Finance

Pitcher Partners “mystified” by writ and vows to defend itself in Bill Express case

Engel Schmidl /

Accounting firm Pitcher Partners says it will “vigorously defend” a writ issued by the liquidator of failed payments company Bill Express, which claims the company signed off on financial statements despite them containing inaccuracies.

The controversy over the $250 million collapse follows a string of corporate failures and issues with the insolvency industry. Gunns announced last week it has appointed administrators, while ASIC has warned about more oversight on the industry. Already, this year has seen some controversial cases, including Lend Lease and its announcement regarding accounting irregulatories in subsidiary Abigroup. 

Pitcher Partners has said in a statement it will defend itself against the accusation made by PPB over the collapse, while PPB says the financial statements in question were used by bankers and suppliers to back up the business.

“Pitcher Partners is mystified at the appearance of the writ, which was issued within days of the expiry of a six-year period provided for in the statute of limitations.”

“The writ was issued in September 2011 but not served on Pitcher Partners until 27 September 2012, shortly prior to its expiry.”

Pitcher Partners also said the Australian Securities and Investment Commission and Australian Competition and Consumer Commission have “conducted extensive investigations” with no mention of any wrongdoing.

PPB said in its legal claim the 2005 Bill Express financial report should have reported the company sustained a loss of at least $41 million, and also reportedly says the kiosks the company provided to newsagents weren’t stated properly in the report as well.

As a result, PPB suggests the auditors breached their directors’ duties and did not use reasonable skill and care.

It is only the latest controversy in the ongoing Bill Express debacle.

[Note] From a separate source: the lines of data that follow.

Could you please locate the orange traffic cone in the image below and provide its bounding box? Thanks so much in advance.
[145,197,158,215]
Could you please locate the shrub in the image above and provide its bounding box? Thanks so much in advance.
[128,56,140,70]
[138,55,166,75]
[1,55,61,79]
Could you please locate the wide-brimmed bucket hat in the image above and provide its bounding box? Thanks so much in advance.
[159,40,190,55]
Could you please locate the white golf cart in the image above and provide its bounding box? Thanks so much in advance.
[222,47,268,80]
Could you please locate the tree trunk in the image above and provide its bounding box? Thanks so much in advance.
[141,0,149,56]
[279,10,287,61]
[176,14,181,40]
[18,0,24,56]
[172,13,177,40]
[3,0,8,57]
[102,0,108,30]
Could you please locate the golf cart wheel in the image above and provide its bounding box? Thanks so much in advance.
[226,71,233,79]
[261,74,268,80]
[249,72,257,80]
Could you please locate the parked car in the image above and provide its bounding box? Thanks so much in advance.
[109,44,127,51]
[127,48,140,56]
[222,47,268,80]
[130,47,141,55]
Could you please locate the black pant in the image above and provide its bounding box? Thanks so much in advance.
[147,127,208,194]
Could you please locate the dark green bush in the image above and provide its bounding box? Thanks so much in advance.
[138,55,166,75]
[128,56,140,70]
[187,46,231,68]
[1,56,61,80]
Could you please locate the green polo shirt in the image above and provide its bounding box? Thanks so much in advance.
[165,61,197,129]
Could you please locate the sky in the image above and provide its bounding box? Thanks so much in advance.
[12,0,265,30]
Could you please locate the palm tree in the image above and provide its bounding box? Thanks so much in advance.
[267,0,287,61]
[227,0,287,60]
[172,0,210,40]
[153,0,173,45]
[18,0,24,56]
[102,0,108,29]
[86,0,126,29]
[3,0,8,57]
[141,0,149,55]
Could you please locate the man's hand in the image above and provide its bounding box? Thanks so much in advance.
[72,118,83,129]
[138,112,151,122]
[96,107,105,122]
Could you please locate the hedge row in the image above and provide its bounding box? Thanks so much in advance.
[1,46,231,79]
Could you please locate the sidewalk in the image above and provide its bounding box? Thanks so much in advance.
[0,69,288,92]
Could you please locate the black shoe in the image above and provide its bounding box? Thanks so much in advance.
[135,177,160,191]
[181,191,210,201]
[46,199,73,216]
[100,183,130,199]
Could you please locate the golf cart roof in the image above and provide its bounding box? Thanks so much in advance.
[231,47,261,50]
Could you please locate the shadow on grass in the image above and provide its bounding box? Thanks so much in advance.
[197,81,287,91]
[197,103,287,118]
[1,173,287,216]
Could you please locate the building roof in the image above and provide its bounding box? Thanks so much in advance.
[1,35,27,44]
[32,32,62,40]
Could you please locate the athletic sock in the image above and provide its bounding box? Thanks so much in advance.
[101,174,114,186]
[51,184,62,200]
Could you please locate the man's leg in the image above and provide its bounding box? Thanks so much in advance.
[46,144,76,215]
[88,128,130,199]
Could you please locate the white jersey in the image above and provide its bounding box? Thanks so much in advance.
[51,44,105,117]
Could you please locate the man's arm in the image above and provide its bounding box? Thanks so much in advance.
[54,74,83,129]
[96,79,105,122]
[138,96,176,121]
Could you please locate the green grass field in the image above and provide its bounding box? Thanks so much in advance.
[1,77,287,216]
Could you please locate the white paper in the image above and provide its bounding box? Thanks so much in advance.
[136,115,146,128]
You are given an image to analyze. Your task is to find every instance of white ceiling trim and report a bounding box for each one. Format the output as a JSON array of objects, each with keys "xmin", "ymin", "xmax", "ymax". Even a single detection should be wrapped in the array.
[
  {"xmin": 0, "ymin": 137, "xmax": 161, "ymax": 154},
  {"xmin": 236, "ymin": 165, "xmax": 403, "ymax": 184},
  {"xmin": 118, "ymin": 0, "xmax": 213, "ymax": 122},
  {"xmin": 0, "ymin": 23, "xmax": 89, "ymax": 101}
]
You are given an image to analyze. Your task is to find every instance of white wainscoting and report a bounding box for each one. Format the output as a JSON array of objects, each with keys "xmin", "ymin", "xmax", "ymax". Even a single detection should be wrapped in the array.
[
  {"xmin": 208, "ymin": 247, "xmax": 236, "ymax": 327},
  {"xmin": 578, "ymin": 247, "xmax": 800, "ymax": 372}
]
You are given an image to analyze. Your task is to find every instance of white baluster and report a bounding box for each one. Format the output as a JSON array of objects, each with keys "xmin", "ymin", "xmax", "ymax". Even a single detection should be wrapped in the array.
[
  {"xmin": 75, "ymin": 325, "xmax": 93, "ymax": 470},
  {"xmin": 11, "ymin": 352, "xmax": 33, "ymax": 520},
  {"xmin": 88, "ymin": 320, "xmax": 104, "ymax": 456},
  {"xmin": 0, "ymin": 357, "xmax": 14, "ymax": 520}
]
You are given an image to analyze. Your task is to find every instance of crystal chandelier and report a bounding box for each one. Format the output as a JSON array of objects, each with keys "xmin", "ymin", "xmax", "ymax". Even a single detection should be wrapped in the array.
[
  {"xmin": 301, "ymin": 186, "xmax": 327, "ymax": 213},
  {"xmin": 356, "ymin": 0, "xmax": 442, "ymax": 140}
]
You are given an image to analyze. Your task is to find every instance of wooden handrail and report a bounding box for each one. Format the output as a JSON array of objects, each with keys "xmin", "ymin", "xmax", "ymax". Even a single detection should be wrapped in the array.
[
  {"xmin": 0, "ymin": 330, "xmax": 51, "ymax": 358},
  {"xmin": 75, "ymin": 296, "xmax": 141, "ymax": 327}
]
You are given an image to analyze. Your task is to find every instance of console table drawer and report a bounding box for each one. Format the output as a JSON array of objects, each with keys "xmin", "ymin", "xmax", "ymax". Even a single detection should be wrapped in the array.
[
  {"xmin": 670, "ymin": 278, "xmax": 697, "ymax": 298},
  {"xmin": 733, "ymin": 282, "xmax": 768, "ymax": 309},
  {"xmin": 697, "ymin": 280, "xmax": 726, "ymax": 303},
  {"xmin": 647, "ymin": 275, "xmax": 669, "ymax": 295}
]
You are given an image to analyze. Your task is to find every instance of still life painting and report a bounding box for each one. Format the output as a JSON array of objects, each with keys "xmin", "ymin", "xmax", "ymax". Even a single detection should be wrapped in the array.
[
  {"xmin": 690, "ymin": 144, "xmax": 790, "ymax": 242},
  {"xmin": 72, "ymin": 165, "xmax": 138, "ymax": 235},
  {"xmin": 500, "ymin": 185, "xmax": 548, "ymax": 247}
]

The company collapsed in 2008, but the pain has continued for several executives. In 2010, one director was charged by ASIC in the Federal Court including accusations of falsifying accounts.

He was found guilty and fined in July.

Then in 2011, ASIC banned founder Ian Christiansen from managing a corporation for five years.

The company provided payment solutions for businesses, with about 14,000 outlets across the country.